A new report by Redfin shows that Hispanic and Latino homeowners have made marked progress in homeownership over the last six years, often at a much faster pace than white or Black Americans, with 50.1% of Hispanic or Latino Americans owning their home in 2020, up from 45.4% in 2014.
Familial support is one reason for the rising Hispanic homeownership rate. More than half of Hispanic and Latino homeowners have lived with family without paying rent to help make housing payments, versus 38% of white homeowners.
Hispanic and Latino homeowners in the U.S. are also more likely than people of other races to receive assistance making their housing payments and to have adult relatives live in their home.
That familial support helps explain why the Hispanic homeownership rate has steadily risen over the last six years, with 50.1% of Hispanic or Latino Americans owning their home in 2020, up from 45.4% in 2014. The Hispanic homeownership rate has increased faster than the rate for white or Black Americans over the same time period.
Fifty-two percent of Hispanic homeowners have lived with family or friends without paying rent to save for housing costs, versus 39% of Black respondents and 38% of white respondents.
Additionally, Hispanic respondents are more likely than respondents of other races to have received direct help making rent or mortgage payments from parents and other family members.
The survey, which was conducted during the first week of June, had more than 1,500 respondents: 385 identified themselves as Hispanic, 238 identified themselves as Black and 499 identified themselves as white.
“Hispanic people in the U.S., especially those who are undocumented, tend to have less access to credit and higher debt compared to other racial or ethnic groups, making them more dependent on support from family to buy a home,” said Sebastian Sandoval-Olascoaga, an economist at Redfin.

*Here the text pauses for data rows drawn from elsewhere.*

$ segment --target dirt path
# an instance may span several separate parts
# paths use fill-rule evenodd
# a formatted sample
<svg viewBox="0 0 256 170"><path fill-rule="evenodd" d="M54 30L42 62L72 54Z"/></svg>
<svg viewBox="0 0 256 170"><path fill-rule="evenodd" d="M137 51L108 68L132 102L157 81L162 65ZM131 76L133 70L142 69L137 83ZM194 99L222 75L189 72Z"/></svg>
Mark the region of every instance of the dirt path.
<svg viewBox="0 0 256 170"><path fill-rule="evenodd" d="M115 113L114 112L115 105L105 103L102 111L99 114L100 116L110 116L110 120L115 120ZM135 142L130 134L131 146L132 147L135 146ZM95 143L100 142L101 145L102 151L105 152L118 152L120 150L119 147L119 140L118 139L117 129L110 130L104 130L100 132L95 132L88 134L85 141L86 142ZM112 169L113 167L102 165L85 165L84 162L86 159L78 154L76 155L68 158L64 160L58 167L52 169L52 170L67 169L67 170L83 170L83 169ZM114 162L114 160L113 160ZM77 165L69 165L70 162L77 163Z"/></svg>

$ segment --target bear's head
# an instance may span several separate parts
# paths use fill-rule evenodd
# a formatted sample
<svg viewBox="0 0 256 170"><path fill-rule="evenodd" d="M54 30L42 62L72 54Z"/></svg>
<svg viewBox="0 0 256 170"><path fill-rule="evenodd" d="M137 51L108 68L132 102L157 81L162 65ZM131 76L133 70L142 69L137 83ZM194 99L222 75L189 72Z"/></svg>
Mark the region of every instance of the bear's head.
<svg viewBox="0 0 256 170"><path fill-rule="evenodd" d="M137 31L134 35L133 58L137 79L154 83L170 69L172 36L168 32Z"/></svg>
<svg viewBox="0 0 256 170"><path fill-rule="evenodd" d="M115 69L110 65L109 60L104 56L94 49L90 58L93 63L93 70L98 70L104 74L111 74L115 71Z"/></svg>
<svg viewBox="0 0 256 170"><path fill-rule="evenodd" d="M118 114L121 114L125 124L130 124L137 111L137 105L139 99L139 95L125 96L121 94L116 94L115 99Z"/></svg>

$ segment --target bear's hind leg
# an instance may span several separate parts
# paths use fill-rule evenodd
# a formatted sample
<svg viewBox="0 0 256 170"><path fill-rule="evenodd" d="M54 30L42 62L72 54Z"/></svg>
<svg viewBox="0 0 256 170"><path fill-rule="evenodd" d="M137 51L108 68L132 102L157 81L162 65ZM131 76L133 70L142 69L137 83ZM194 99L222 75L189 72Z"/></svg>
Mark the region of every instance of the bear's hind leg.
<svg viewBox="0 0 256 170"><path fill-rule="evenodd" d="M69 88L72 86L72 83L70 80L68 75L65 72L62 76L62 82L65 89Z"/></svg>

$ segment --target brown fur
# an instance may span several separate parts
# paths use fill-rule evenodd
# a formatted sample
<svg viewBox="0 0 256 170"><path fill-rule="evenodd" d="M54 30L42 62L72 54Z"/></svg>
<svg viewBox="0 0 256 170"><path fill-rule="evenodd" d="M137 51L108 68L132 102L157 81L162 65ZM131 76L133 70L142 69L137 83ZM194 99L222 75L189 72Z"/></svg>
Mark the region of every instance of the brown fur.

He added, “With those limitations, support from family and social networks—such as living with family or friends without paying rent—allows Hispanic people to save money for a down payment or monthly mortgage costs. That ability to rely on family is one of multiple reasons why the Hispanic homeownership rate is steadily rising.”
Hispanic homeowners are also more likely than people of other races to have made financial sacrifices to afford their first home. Forty-four percent of Hispanic homeowners worked longer hours, 39% took an extra job and 38% drove an older car.
“For many Hispanic Americans, making social or personal sacrifices is a necessity if they want to buy a home,” Sandoval-Olascoaga said. “That’s especially true this year, as Hispanic people were more likely than people of other races to lose their jobs due to the pandemic. Plus, undocumented immigrants are unable to access financial help from the government and may have to rely on family, adding to the need for Hispanic families to make economic sacrifices.”
Just 10% of Hispanic homeowners reported making no sacrifices to buy their first home, versus 23% of white homeowners.